HARRISBURG – The son of a union bus driver and hairdresser, a proud native of a steel town and a first-generation college graduate, Austin Davis today became the Commonwealth of Pennsylvania’s first Black lieutenant governor, joining a growing group of leaders of color serving as their states’ second-highest executive.
“Today we are sending a message to the next generation of leaders – young people across our state, and especially Black and brown young people – that Pennsylvania has and will always be a place where all are welcomed and where everyone has the opportunity to succeed,” said Davis, in his inaugural remarks.
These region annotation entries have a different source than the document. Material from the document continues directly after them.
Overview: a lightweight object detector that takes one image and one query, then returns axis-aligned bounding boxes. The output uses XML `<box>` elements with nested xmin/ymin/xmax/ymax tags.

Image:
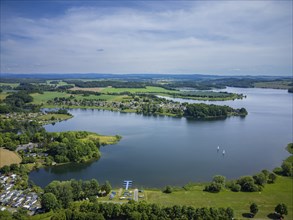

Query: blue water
<box><xmin>30</xmin><ymin>88</ymin><xmax>293</xmax><ymax>187</ymax></box>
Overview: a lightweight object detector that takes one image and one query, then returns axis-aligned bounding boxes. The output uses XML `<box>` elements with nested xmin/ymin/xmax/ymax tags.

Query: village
<box><xmin>0</xmin><ymin>173</ymin><xmax>41</xmax><ymax>215</ymax></box>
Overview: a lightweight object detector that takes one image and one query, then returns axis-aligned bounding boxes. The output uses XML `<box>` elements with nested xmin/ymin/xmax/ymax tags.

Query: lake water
<box><xmin>29</xmin><ymin>88</ymin><xmax>293</xmax><ymax>187</ymax></box>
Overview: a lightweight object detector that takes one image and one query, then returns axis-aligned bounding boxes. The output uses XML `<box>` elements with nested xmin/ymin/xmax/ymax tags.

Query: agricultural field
<box><xmin>31</xmin><ymin>92</ymin><xmax>70</xmax><ymax>105</ymax></box>
<box><xmin>146</xmin><ymin>176</ymin><xmax>293</xmax><ymax>219</ymax></box>
<box><xmin>254</xmin><ymin>80</ymin><xmax>292</xmax><ymax>89</ymax></box>
<box><xmin>0</xmin><ymin>82</ymin><xmax>19</xmax><ymax>88</ymax></box>
<box><xmin>0</xmin><ymin>92</ymin><xmax>8</xmax><ymax>101</ymax></box>
<box><xmin>101</xmin><ymin>86</ymin><xmax>175</xmax><ymax>93</ymax></box>
<box><xmin>0</xmin><ymin>148</ymin><xmax>21</xmax><ymax>167</ymax></box>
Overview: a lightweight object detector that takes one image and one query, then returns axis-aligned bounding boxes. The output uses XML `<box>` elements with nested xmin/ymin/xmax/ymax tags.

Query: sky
<box><xmin>0</xmin><ymin>0</ymin><xmax>293</xmax><ymax>76</ymax></box>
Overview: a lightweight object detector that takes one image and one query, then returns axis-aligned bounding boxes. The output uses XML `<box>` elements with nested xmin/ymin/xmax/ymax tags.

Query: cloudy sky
<box><xmin>0</xmin><ymin>0</ymin><xmax>292</xmax><ymax>75</ymax></box>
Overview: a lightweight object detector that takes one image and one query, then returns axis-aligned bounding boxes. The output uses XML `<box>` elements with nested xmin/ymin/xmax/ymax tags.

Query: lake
<box><xmin>29</xmin><ymin>88</ymin><xmax>293</xmax><ymax>187</ymax></box>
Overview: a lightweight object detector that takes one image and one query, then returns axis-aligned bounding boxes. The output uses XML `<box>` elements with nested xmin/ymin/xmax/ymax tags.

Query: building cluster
<box><xmin>0</xmin><ymin>174</ymin><xmax>41</xmax><ymax>213</ymax></box>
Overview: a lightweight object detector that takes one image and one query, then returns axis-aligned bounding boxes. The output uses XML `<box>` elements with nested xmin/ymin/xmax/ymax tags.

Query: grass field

“I say to all the young people watching right now, who are worried and unsure about their future – that the American Dream is alive and well in Pennsylvania. That no matter how you grew up, no matter where you come from, or what you look like – this Commonwealth will always be a place where you can create your own destiny.”
Davis’s election is historic for multiple reasons. At the age of 33, Davis is now the youngest lieutenant governor in the nation.
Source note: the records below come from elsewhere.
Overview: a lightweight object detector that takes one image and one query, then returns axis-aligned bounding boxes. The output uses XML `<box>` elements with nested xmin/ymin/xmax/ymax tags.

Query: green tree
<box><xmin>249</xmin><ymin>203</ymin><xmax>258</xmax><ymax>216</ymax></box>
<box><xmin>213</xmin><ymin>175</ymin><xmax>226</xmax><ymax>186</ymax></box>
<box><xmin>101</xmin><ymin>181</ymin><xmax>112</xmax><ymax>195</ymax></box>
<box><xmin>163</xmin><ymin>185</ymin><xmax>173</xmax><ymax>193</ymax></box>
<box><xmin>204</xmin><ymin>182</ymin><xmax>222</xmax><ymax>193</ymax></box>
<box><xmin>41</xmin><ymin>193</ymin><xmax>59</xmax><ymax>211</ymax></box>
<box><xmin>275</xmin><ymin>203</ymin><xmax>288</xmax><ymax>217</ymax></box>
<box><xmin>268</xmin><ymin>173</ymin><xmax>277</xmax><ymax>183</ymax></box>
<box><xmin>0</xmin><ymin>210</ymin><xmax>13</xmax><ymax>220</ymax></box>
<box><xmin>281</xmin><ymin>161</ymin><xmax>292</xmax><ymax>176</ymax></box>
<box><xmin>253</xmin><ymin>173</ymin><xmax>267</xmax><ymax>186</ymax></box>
Davis got an early start in public service. After the epidemic of gun violence punctured the safety and security of his neighborhood in McKeesport, he lobbied the mayor to create a youth advisory council. He then went on to work for the Pennsylvania House of Representatives and Allegheny County Executive Rich Fitzgerald.
In 2018, Davis joined the legislative body where he had worked just a few years before, winning a special election to the state House, becoming the first Black legislator to represent his majority-white district. He chaired the Allegheny County House Democratic Delegation and was the vice chair of the House Democratic Policy Committee.
Pennsylvania’s lieutenant governor must fulfill the duties of the governor if he or she is incapacitated for health reasons or steps down. As lieutenant governor, Davis will also chair the state Board of Pardons, which hears requests for pardons and commutations, and will preside over the state Senate. He will also serve as a member of the Pennsylvania Emergency Management Council, a member of the Military Base Community Enhancement Commission and chair of the Local Government Advisory Committee.